Overview
Identity Analytics (sometimes called Identity Intelligence) is the application of data science and machine learning to IGA data. Instead of static reports ("Who has access?"), analytics answers dynamic questions: "Who has too much access?", "Who is an outlier compared to their peers?", and "Who has access they never use?"
This discipline moves IGA from "Managing Administration" to "Managing Risk." By analyzing behavior and entitlement patterns, organizations can predict risks and automate remediation, reducing the burden on human reviewers.
Architecture
Reference Pattern: The Analytics Engine
The engine ingests static data (entitlements) and dynamic data (usage logs) to generate insights and trigger actions.
Diagram
Key Decisions
| Decision | Options | Recommendation | Notes / Gotchas |
|---|---|---|---|
| Data Sources | IGA only, IGA + SIEM, Full Stack | IGA + Usage (SIEM/Logs) | You cannot detect "unused access" without usage logs. |
| Peer Grouping | Static (Dept/Title), Dynamic (Clustering) | Dynamic Clustering | Job Titles are often wrong. Dynamic clustering finds "people who do similar work." |
| Risk Scoring | Composite Score, Binary Alert | Composite Score (0-100) | Allows for prioritization. "Focus on users with Risk > 80." |
| Actionability | Dashboard, Auto-Revoke, Micro-Cert | Micro-Cert & Context | Dashboards are where data goes to die.
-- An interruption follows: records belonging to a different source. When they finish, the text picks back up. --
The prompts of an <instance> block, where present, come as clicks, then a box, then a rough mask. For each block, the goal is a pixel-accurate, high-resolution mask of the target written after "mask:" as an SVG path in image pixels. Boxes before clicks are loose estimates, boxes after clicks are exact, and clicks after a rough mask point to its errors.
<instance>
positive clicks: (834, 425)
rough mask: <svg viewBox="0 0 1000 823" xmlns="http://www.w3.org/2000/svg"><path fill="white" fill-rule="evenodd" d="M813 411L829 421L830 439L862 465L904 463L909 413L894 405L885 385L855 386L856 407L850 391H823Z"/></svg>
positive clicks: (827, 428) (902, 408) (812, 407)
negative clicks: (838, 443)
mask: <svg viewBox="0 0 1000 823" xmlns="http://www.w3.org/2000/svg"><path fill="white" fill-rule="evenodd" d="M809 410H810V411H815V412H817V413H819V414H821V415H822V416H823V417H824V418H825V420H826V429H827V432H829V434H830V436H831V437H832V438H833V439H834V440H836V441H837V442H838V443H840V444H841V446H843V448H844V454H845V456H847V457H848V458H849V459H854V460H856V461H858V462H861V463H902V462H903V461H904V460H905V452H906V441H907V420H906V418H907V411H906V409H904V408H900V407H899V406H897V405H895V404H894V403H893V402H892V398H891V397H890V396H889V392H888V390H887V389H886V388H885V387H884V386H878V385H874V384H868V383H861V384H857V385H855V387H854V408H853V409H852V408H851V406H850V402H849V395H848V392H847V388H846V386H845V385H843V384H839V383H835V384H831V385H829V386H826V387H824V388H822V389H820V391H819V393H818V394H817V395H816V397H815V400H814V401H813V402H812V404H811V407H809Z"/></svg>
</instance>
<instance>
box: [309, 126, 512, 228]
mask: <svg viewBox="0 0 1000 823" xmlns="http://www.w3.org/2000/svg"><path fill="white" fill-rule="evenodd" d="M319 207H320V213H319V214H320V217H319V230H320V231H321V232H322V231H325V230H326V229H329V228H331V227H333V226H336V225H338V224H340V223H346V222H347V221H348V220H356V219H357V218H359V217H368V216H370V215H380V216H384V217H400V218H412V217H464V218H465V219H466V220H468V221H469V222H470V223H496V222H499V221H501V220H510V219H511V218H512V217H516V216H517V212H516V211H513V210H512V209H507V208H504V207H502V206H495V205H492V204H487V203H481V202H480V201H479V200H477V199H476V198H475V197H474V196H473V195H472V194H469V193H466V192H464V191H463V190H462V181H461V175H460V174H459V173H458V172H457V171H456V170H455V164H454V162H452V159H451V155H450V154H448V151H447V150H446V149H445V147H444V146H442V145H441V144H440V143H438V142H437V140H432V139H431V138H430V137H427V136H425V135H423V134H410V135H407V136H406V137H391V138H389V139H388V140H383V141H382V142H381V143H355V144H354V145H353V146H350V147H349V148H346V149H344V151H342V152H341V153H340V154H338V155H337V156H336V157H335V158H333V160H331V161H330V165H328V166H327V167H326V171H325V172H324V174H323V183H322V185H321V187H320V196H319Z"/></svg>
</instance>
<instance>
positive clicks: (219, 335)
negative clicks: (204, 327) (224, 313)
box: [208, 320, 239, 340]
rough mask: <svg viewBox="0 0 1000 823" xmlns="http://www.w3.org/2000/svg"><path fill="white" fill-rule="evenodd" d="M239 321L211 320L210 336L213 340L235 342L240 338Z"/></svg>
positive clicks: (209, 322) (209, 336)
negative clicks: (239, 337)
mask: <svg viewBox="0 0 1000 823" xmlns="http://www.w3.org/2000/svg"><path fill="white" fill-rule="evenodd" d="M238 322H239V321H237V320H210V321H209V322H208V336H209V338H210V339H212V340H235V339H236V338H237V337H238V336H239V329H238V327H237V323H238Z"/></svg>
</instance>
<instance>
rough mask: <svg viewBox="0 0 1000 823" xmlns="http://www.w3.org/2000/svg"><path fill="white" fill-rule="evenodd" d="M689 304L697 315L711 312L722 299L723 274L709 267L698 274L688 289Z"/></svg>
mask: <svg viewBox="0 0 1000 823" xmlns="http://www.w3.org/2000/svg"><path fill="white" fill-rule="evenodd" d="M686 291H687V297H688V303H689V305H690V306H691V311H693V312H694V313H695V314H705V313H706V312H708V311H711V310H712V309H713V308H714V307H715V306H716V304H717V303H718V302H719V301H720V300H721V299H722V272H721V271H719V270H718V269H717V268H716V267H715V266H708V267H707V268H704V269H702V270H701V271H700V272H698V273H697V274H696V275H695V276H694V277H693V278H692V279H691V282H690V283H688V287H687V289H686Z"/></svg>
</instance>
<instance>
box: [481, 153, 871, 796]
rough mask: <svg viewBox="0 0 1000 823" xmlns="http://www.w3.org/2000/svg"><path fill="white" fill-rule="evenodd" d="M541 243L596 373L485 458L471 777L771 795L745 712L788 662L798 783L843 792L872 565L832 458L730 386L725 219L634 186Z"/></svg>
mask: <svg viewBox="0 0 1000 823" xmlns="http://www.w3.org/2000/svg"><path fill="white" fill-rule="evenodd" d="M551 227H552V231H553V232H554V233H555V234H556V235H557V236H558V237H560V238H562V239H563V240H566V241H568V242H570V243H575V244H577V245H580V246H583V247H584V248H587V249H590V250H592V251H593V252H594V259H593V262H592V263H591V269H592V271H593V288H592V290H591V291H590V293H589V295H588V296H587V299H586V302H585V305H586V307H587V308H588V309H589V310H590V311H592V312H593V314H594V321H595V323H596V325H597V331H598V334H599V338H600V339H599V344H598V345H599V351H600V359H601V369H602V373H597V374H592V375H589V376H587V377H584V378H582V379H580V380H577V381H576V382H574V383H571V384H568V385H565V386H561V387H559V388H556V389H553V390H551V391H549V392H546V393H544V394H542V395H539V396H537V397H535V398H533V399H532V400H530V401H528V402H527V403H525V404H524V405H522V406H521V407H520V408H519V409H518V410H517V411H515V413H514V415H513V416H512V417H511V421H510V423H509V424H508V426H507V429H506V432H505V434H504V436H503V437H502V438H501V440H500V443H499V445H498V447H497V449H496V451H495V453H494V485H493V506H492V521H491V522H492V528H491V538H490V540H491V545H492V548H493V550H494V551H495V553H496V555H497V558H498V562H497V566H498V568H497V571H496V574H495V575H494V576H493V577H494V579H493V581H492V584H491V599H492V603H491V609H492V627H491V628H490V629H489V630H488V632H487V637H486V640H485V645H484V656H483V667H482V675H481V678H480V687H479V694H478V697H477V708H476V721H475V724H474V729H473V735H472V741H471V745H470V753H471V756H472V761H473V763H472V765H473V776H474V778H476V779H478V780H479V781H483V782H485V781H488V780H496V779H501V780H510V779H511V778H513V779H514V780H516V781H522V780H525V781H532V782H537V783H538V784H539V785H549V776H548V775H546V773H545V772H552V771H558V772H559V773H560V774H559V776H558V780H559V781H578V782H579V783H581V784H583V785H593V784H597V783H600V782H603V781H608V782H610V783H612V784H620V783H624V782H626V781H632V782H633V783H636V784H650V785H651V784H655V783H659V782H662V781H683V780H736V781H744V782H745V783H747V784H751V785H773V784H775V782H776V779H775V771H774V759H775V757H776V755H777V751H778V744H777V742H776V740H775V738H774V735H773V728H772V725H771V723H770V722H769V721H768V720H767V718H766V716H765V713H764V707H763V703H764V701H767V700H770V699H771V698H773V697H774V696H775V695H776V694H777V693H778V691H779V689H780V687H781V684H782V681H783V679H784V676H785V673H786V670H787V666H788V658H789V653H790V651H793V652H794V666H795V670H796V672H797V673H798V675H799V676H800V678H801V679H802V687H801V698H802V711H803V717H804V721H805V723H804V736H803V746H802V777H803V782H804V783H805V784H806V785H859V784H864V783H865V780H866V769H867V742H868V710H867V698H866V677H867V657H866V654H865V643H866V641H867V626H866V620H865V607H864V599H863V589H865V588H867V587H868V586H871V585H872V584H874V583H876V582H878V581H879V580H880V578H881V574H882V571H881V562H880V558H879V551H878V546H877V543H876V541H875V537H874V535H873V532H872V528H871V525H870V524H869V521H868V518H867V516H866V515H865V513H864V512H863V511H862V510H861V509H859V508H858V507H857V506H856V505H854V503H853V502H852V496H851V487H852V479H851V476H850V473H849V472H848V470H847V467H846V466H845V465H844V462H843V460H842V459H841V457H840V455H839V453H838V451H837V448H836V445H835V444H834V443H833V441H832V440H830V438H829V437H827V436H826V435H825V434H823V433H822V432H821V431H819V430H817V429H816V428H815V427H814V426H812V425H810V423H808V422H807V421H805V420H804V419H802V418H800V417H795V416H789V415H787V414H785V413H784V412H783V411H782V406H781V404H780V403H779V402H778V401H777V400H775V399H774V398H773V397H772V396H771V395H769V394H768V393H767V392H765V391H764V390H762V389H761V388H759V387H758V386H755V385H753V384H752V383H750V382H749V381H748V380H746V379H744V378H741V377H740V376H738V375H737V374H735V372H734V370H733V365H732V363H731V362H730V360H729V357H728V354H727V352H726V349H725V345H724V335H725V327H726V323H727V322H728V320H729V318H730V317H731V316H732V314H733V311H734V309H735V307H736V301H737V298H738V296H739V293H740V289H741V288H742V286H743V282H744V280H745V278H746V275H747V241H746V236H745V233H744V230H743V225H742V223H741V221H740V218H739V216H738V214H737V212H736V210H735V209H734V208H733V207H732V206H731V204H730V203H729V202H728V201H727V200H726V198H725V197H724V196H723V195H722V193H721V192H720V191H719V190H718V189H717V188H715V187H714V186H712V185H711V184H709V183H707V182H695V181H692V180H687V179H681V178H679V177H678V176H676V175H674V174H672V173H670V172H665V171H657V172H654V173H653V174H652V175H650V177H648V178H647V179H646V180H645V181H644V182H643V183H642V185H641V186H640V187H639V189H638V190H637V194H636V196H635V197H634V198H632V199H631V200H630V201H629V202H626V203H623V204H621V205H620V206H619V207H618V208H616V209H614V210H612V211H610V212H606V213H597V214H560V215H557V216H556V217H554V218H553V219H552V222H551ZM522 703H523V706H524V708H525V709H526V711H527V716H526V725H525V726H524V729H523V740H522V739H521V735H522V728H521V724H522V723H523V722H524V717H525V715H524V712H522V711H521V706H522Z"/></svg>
Trigger a review or show context in the UI. |
| Model Transparency | Black Box, Explainable | Explainable | Reviewers won't revoke access because "The AI said so." You must show WHY (e.g., "0% of peers have this"). |
Implementation
Phase 1: Visibility & Cleanup
- Ingest identity and entitlement data.
- Identify "Empty Groups" and "Dormant Accounts."
- Identify "Orphan Accounts."
- Goal: Low-hanging fruit cleanup.
Phase 2: Peer Analysis & Role Mining
- Implement peer grouping algorithms.
- Identify outliers (users with 20% more access than peers).
- Suggest candidate Roles based on common clusters.
- Goal: Standardization and "Role Engineering."
Phase 3: Behavioral & Risk-Based
- Ingest activity logs (who accessed what).
- Flag entitlements that haven't been used in 90 days.
- Calculate dynamic risk scores for every user.
- Goal: Continuous compliance and automated least privilege.
Risks
- Bad Data Quality: If HR data (Manager, Dept) is wrong, peer grouping will be wrong, leading to false positives.
- "Black Box" Mistrust: Reviewers ignoring recommendations because they don't understand the logic.
- Alert Fatigue: Flooding admins with "Anomalous Access" alerts that turn out to be legitimate.
- Privacy Concerns: Analyzing user behavior (time of day, location) can cross privacy lines in some jurisdictions (GDPR/Works Councils).
KPIs
- Risk Reduction: Average Risk Score of the user population over time (should trend down).
- Revocation Rate (Analytics-Driven): Percentage of revocations triggered by analytics recommendations vs. manual reviews.
- Role Fit: Percentage of user access covered by mined roles (Target: > 80%).
- Orphan/Dormant Detection: Number of account anomalies identified and resolved.